Thursday, January 2

Former US President Carter Dies at 100

The late US President Jimmy Carter, dies at 100, 29 December 2024 (LBJ Library photo)

Atlanta, USA— Former American President Jimmy Carter has died peacefully at the age of 100, according to a statement from the Carter Center released on Sunday.

“Jimmy Carter, 39th president of the United States and winner of the 2002 Nobel Peace Prize, died peacefully Sunday, Dec. 29, at his home in Plains, Georgia, surrounded by his family. He was 100, the longest-lived president in U.S. history,” the Center said.

The late president Carter did whatever he could to bring peace to the Palestinian people in their homeland during his four years in office and as an active, relentless peacemaker afterwards. He once said Israel’s policies amounted to an apartheid worse than South Africa’s.

“President Carter is survived by his children — Jack, Chip, Jeff, and Amy; 11 grandchildren; and 14 great-grandchildren.

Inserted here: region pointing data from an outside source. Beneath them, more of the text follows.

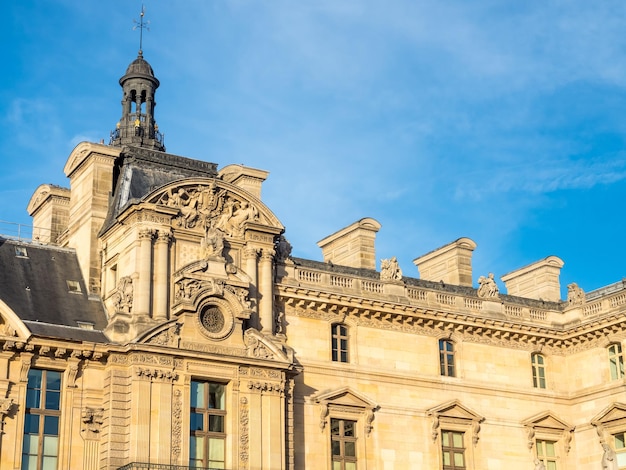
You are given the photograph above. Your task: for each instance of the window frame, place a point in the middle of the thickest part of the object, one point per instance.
(43, 417)
(208, 412)
(337, 340)
(344, 460)
(616, 360)
(447, 357)
(540, 444)
(450, 433)
(538, 370)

He was preceded in death by his beloved wife, Rosalynn, and one grandchild,” it added.

“My father was a hero, not only to me but to everyone who believes in peace, human rights, and unselfish love,” said Chip Carter, the former president’s son as quoted by the Carter Center.

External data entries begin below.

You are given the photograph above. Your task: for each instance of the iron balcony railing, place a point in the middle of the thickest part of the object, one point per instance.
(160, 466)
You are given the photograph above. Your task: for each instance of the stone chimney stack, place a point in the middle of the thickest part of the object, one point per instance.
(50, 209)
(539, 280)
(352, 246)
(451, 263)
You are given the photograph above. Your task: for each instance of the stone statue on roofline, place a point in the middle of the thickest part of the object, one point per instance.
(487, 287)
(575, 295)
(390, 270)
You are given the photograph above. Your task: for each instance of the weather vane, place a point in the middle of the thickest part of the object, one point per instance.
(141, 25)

“My brothers, sister, and I shared him with the rest of the world through these common beliefs. The world is our family because of the way he brought people together, and we thank you for honoring his memory by continuing to live these shared beliefs,” Chip Carter said.

There will be public observances in Atlanta and Washington, D.C., followed by a private interment in Plains, Georgia. The final arrangements for President Carter’s state funeral, including all public events and motorcade routes, are still pending. 

He spent precious time at the White House trying to find a lasting peace for the Palestinian people whose rights have been denied by the Zionist state, which is continuing today an unprecedented genocide against them in Gaza.

President Carter came under tremendous pressure and so much criticism from the Zionist lobby in the United States America for telling the truth and voicing concern as to the disastrous state in which Palestinians were living and the denial of their rights as a people under foreign occupation.

However, he had never given up speaking out against Israeli apartheid policies in occupied Palestine or, in that matter, comprised his humanitarian principles and faith.

In remarks broadcasted over radio in November 2006, focusing on his use of the word “Apartheid” in the title of his book “Palestine: Peace Not Apartheid”, President Carter said that Israel’s policies amounted to an apartheid worse than South Africa’s:

“When Israel does occupy this territory deep within the West Bank, and connects the 200-or-so settlements with each other, with a road, and then prohibits the Palestinians from using that road, or in many cases even crossing the road, this perpetrates even worse instances of apartness, or apartheid, than we witnessed even in South Africa.”